The Wormhole configuration required remote sites to be declared in the following way:

var gatewayConfig = new WormholeGatewayConfiguration
    <MsmqTransport, AzureStorageQueuesTransport>("Gateway.SiteA", "SiteA");

gatewayConfig.ConfigureRemoteSite("SiteB", "Gateway.SiteB");

In addition to that, the destination site routed had to specify forwarding for messages received from other sites:

var gatewayConfig = new WormholeGatewayConfiguration
    <MsmqTransport, AzureStorageQueuesTransport>("Gateway.SiteB", "SiteB");

gatewayConfig.ForwardToEndpoint(MessageType.Parse("MyMessage, Messages"), "EndpointB");

With the Router the transport between the routers forms a tunnel through which messages are sent when they need to be delivered to a remote site. Each router is configured with two interfaces, one for the local endpoints and the other for the tunnel.

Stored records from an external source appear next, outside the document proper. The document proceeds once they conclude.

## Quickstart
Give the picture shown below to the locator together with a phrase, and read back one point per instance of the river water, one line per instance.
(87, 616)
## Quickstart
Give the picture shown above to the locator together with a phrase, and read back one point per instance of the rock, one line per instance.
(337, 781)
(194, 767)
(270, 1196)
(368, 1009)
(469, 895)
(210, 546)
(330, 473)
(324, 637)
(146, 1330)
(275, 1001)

var routerConfig = new RouterConfiguration("Gateway.SiteA");

routerConfig.AddInterface<MsmqTransport>("Local", tx => { });
routerConfig.AddInterface<AzureStorageQueuesTransport>("Tunnel", tx => { });

var staticRouting = routerConfig.UseStaticRoutingProtocol();

staticRouting.AddRoute((iface, dest) => iface == "Local", 
    "From the local site", "Gateway.SiteB", "Tunnel");

staticRouting.AddRoute((iface, dest) => iface == "Tunnel", 
    "From the remote site", null, "Local");

var router = Router.Create(routerConfig);
The is no forwarding configuration. The destination endpoint has been specified by the sending endpoint.

HTTP transports

The HTTP transport (NServiceBus.Transports.Http) is also deprecated as it was intended to be used exclusively with the Wormhole. The Router should be used with one of the cloud-native transports instead e.g. Amazon SQS, Azure Storage Queues or Azure Service Bus.